Man, you think you're having a hard year? Get to know Brett and he'll put some things into perspective. And he's just a teenager. We meet Brett as he takes an Uber to multiple fast food joints, drunk, to get lots and lots of chicken nuggets and other treats. He's treating himself and soothing his hurt, as he's been living with his best friend and his dad, since Brett's adoptive mother has gotten too sick with cancer to take care of him anymore. Feeling homeless and abandoned for a second time, the fact that Brett's been gaining a lot of weight and his best friend looks like a Greek god, doesn't help matters at all. His weekly meetings with the school counselor help, but she also pushes him in ways that are uncomfortable.

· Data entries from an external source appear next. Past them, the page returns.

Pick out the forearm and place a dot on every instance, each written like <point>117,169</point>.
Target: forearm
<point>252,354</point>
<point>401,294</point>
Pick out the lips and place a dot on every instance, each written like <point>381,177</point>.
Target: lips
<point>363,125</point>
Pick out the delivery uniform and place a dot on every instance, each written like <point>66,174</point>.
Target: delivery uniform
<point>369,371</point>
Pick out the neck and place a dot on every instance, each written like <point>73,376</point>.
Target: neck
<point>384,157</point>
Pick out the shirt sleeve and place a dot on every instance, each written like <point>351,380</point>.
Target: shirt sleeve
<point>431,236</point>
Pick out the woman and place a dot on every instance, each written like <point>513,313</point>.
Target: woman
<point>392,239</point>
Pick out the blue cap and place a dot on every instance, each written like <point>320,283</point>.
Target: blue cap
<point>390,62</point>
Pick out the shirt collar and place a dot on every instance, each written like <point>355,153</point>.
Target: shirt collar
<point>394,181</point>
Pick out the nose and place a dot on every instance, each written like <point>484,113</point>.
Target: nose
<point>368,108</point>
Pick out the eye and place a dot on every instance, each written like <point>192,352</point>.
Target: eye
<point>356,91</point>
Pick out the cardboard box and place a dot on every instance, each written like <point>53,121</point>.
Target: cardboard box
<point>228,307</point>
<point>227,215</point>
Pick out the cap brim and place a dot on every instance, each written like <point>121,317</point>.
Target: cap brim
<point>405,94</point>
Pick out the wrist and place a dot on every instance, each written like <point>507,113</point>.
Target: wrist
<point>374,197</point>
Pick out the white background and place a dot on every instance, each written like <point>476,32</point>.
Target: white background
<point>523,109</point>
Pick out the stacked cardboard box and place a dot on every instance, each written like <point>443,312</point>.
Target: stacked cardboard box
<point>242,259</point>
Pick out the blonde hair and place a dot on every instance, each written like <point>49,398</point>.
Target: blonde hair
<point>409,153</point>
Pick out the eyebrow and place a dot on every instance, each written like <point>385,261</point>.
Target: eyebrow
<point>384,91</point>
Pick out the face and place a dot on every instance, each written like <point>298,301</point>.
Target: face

Some nights, instead of drunkenly Ubering to fast food, he breaks into his adoptive mom's house and drinks from a bottle he's stashed in his old room, and hangs out on the trampoline in the back yard and looks at the stars, and all the constellations he's come up with himself, like the Cool Ranch Dorito, which play into the superhero comic books he's been writing and hiding around the school. As his coping methods continue to prove inadequate, he starts vomiting. And he also starts hanging out with Mallory, a fat girl he's disdained until now. When his journal shows up online, he just can't anymore. Things have gotten too much for him. And he has to reach out for help.
This was a raw, passionate, whip-crack of a novel that explored a lot of topics, including a boy with an eating disorder which is almost never shown in media, in such an emotional and heart-rending way that I couldn't put it down. It was touching and fun and exhilarating and heartbreaking. Asking for help can be the hardest thing. And the most important thing. Some days the universe is just kicking you while you're down. But others can help you get through.
This book is published by Henry Holt BYR, a division of Macmillan, my employer.